Operations Research | 2009

A Column Generation Algorithm for Choice-Based Network Revenue Management

Juan José Miranda Bront; Isabel Méndez-Díaz; Gustavo J. Vulcano

During the past few years, there has been a trend to enrich traditional revenue management models built upon the independent demand paradigm by accounting for customer choice behavior. This extension involves both modeling and computational challenges. One way to describe choice behavior is to assume that each customer belongs to a segment, which is characterized by a consideration set, i.e., a subset of the products provided by the firm that a customer views as options. Customers choose a particular product according to a multinomial-logit criterion, a model widely used in the marketing literature. In this paper, we consider the choice-based, deterministic, linear programming model (CDLP) of Gallego et al. (2004) [Gallego, G., G. Iyengar, R. Phillips, A. Dubey. 2004. Managing flexible products on a network. Technical Report CORC TR-2004-01, Department of Industrial Engineering and Operations Research, Columbia University, New York], and the follow-up dynamic programming decomposition heuristic of van Ryzin and Liu (2008) [van Ryzin, G. J., Q. Liu. 2008. On the choice-based linear programming model for network revenue management. Manufacturing Service Oper. Management10(2) 288--310]. We focus on the more general version of these models, where customers belong to overlapping segments. To solve the CDLP for real-size networks, we need to develop a column generation algorithm. We prove that the associated column generation subproblem is indeed NP-hard and propose a simple, greedy heuristic to overcome the complexity of an exact algorithm. Our computational results show that the heuristic is quite effective and that the overall approach leads to high-quality, practical solutions.

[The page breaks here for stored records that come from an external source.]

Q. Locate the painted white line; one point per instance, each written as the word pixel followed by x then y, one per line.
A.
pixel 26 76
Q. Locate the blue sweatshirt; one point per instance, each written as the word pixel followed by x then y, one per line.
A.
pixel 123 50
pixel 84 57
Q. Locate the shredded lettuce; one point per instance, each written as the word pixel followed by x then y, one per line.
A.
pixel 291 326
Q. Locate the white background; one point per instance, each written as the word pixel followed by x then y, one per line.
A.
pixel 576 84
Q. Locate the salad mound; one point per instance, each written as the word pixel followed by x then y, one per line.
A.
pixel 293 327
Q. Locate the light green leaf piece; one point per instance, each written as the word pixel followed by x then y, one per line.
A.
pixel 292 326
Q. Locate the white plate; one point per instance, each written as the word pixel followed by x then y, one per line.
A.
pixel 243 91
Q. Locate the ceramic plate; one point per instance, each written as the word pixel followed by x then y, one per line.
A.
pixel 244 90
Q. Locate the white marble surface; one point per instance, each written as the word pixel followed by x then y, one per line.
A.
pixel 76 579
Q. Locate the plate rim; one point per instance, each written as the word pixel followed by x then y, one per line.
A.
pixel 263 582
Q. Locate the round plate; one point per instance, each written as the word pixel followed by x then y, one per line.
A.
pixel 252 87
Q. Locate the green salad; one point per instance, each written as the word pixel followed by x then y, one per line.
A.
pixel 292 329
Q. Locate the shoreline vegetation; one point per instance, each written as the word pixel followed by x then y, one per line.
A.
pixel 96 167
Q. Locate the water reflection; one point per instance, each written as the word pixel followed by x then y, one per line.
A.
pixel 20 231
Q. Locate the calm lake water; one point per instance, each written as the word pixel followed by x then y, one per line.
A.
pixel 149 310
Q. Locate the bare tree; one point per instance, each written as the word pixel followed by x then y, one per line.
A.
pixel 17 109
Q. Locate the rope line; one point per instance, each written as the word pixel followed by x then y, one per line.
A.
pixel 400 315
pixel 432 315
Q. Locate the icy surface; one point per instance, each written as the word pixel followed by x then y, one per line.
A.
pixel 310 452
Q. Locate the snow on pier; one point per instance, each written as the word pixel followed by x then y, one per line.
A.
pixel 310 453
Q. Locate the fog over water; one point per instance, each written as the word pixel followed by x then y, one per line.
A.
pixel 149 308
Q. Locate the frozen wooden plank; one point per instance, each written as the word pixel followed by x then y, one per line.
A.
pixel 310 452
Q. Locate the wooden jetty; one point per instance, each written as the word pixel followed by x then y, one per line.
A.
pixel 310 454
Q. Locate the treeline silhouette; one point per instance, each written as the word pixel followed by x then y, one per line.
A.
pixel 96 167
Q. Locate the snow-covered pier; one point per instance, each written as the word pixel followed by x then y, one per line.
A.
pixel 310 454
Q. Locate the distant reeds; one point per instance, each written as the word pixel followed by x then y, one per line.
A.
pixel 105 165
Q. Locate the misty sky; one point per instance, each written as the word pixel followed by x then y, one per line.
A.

Operations Research | 2012

Estimating Primary Demand for Substitutable Products from Sales Transaction Data

Gustavo J. Vulcano; Garrett J. van Ryzin; Richard Ratliff

We propose a method for estimating substitute and lost demand when only sales and product availability data are observable, not all products are displayed in all periods (e.g., due to stockouts or availability controls), and the seller knows its aggregate market share. The model combines a multinomial logit (MNL) choice model with a nonhomogeneous Poisson model of arrivals over multiple periods. Our key idea is to view the problem in terms of primary (or first-choice) demand; that is, the demand that would have been observed if all products had been available in all periods. We then apply the expectation-maximization (EM) method to this model, and we treat the observed demand as an incomplete observation of primary demand. This leads to an efficient, iterative procedure for estimating the parameters of the model. All limit points of the procedure are provably stationary points of the incomplete data log-likelihood function. Every iteration of the algorithm consists of simple, closed-form calculations. We illustrate the effectiveness of the procedure on simulated data and two industry data sets.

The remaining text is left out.